Despite her generosity, Jesus would not expect poor and vulnerable people to give away their very last resources and deprive them ‘of their whole livelihood’. Would he really approve her action? Should her generosity be praised or for lamented? Should we not lament any system that manipulates people to part with few their possessions. Should this widow be seen as a model of generosity, or as a victim of exploitation.

 

At a conference in October 2021, with many people facing exclusion and inequality around the world, Pope Francis drew attention to three pillars of Catholic social teaching represented by solidarity, cooperation, and responsibility that put the human person at the centre of ‘the social, economic and political order.’ The point was that we cannot ‘remain indifferent’ to economic systems that ‘discard people's lives in the name of the god of money, fostering greed and destructive attitudes toward the resources of the earth and fueling various forms of injustice.’ People are still poor; people still seek asylum and safety; women are still marginalised in the church and society; gay and lesbian people still ‘othered’, feared and vilified. Jesus notices! We are called to notice. And the gospel still teaches that what we do for the least of our sisters and brothers, we do for Jesus. Pope Francis reminds us to keep our eyes on the poor and not isolate ourselves from the those overlooked by society.
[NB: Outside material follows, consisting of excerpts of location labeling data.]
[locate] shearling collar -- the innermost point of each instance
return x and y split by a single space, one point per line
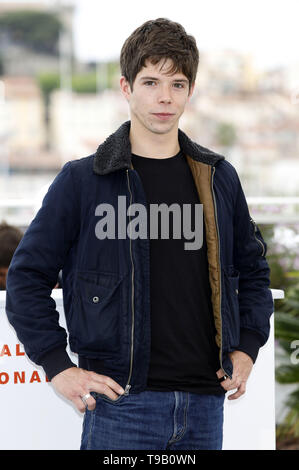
115 152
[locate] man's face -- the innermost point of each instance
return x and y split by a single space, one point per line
155 92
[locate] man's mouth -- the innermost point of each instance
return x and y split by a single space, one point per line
163 116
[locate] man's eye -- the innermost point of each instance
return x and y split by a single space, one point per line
180 85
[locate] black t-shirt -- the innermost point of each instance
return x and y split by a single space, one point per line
184 354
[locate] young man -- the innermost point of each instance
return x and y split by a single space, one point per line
162 331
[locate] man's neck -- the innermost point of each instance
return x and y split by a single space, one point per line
149 144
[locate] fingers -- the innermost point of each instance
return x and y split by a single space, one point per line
105 384
74 383
241 390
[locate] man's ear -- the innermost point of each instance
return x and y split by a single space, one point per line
191 92
125 87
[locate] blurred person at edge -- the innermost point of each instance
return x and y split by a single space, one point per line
161 332
10 237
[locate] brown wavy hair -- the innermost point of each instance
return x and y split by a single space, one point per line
155 40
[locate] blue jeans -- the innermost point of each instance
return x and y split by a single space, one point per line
154 420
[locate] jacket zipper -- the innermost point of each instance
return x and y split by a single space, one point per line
257 239
216 219
128 386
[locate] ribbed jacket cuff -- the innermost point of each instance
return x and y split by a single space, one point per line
55 361
250 343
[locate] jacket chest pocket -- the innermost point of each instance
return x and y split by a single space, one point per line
98 301
232 315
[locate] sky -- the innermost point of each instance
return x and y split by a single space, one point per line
266 29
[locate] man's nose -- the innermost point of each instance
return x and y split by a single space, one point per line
165 95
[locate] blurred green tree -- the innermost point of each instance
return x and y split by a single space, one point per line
35 30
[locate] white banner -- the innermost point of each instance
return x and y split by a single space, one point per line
35 417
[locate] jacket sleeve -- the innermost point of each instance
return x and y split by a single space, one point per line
33 273
255 296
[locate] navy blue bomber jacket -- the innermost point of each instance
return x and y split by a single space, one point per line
106 282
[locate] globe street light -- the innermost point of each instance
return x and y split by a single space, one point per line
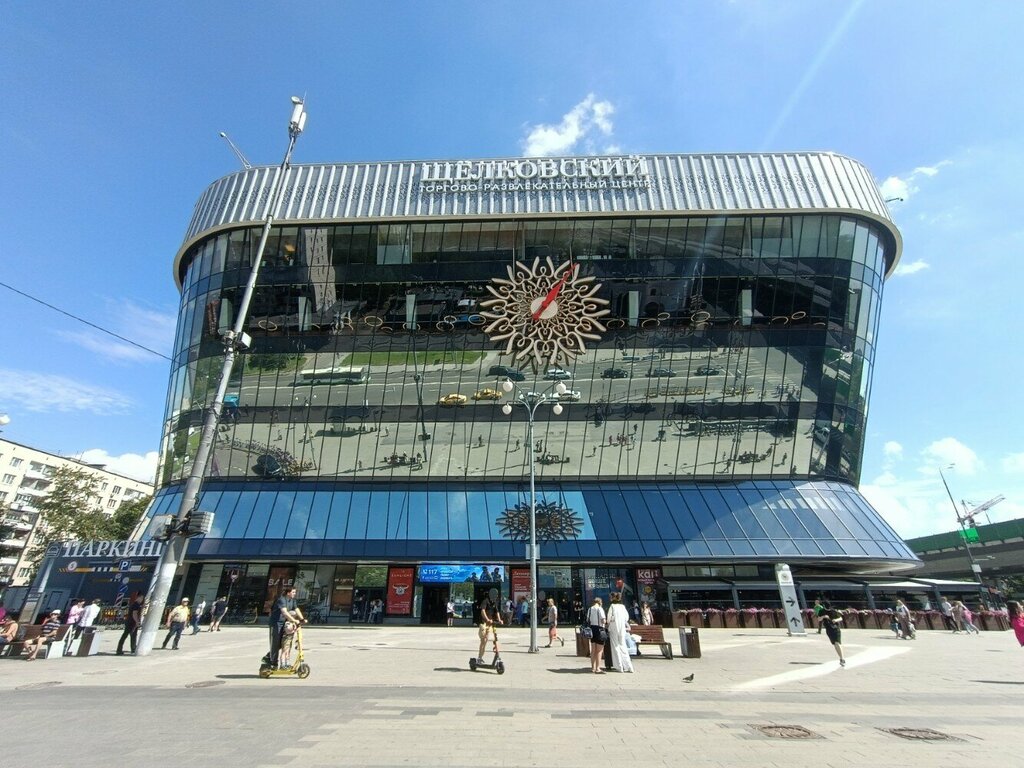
530 401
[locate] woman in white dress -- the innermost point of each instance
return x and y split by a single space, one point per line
619 628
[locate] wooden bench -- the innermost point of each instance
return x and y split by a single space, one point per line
30 633
651 634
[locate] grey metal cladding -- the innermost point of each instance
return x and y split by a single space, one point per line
672 183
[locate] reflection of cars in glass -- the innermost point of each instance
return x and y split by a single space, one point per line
487 394
268 466
506 372
453 399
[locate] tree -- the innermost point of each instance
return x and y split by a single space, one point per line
71 511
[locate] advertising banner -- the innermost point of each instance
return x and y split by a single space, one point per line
460 572
399 592
520 584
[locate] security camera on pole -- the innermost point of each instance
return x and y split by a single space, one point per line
188 521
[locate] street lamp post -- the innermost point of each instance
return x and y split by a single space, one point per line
185 521
975 567
530 401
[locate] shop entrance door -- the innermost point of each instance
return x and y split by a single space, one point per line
434 602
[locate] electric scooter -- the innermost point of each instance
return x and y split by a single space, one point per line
298 668
496 664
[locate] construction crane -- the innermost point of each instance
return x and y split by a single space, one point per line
969 515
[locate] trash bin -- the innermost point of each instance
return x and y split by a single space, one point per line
583 645
689 642
89 642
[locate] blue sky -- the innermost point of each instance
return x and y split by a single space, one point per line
109 135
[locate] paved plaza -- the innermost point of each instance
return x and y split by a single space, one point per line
404 696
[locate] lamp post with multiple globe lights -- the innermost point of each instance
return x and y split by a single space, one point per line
530 401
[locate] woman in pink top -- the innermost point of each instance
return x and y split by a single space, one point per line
1016 620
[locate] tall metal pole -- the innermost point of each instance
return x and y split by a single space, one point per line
174 552
532 530
975 567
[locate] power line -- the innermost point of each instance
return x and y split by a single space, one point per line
80 320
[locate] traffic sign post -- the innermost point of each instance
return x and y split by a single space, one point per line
787 591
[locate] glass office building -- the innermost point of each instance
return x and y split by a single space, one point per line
715 429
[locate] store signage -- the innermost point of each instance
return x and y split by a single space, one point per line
399 591
536 174
460 572
112 549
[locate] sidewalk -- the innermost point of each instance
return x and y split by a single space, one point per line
404 695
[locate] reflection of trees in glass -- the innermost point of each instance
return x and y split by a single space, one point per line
554 522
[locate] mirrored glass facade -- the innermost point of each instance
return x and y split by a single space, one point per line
722 415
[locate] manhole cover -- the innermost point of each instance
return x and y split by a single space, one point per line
920 734
785 731
33 686
205 684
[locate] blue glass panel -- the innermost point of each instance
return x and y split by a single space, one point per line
338 522
705 519
722 510
680 514
720 547
357 514
636 507
278 520
418 517
240 517
609 548
397 515
377 512
459 514
806 515
741 547
437 504
698 548
599 516
808 547
300 515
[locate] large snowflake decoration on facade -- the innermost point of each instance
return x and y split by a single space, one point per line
543 313
554 522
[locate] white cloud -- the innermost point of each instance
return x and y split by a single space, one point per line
146 328
46 393
1013 463
907 185
579 126
893 451
910 267
947 452
132 465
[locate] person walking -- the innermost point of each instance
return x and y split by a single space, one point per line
133 620
830 621
597 621
818 609
198 612
619 629
1016 615
284 610
176 622
947 614
903 616
217 612
553 624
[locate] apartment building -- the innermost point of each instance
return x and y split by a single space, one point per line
26 477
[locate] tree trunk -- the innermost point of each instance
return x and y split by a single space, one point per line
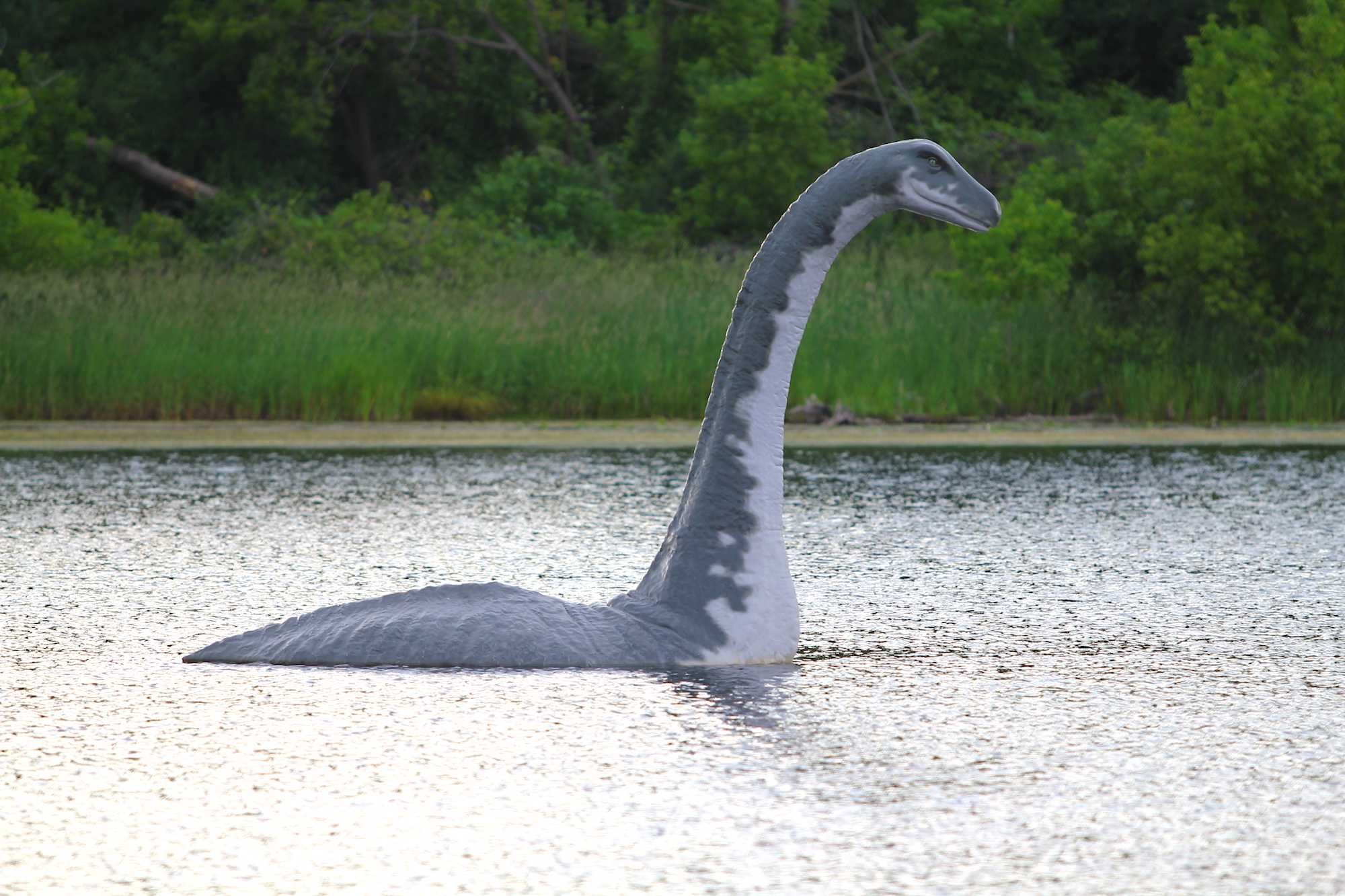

Jesus draws attention to her precisely to remind his disciples that the reign of God operates on an alternative scale of values — one that demands the inexplicably courageous faith and solidarity.

 

Jesus’ desire is that people would have life more abundantly—’to the full’ (Jn 10:10) in a human community where everyone thrives. It has nothing to do with the prosperity gospel. It is an imaginative vision of a world where every person is connected to and committed to others, where every person’s needs are met, and no becomes wealthy by exploiting another. No matter how glorious exploitative systems of luxury may look on the outside, they are not sustainable.

 

The widows of today's liturgy invite us to ask ourselves how we can allow our experience to lead us into solidarity. Rich or poor, we are all vulnerable, even if we are not courageous enough to admit it to ourselves. In the long run, our pretensions make us far more fragile than our weakness or poverty. When we accept our own neediness, we can discover the generous love that makes others' needs our own. With that, we will be part of creating that atmosphere of solidarity known as the reign of God. The psalm today reminds and inspires us: ‘(He) upholds the cause of the oppressed and gives food to the hungry. (The Lord) sets prisoners free, (the Lord) gives sight to the blind, the Lord lifts up those who are bowed down, the Lord loves the righteous.’ We need to be attentive to the voices of those on the peripheries whose past meekness and silence has been taken as a sign of sincerity and generosity. We must always be on our guard against those who exercise religious authority like scribes ‘who swallow the property of widows, while making a show of lengthy prayers.

 

The readings present us with opposite meanings. So, is this generous old woman to be admired though we do not know her reasons? Should we join Jesus in condemning those who “devour the houses of widows”? The woman’s generosity is praiseworthy, but she was also being exploited by a system making contributions obligatory despite having so little to live on. In both widows we see generosity and social oppression. Even if the sacrifice seems unjust, God honours that sacrifice as the act of love it is. Both are true. Ultimately, God is on the side of the oppressed.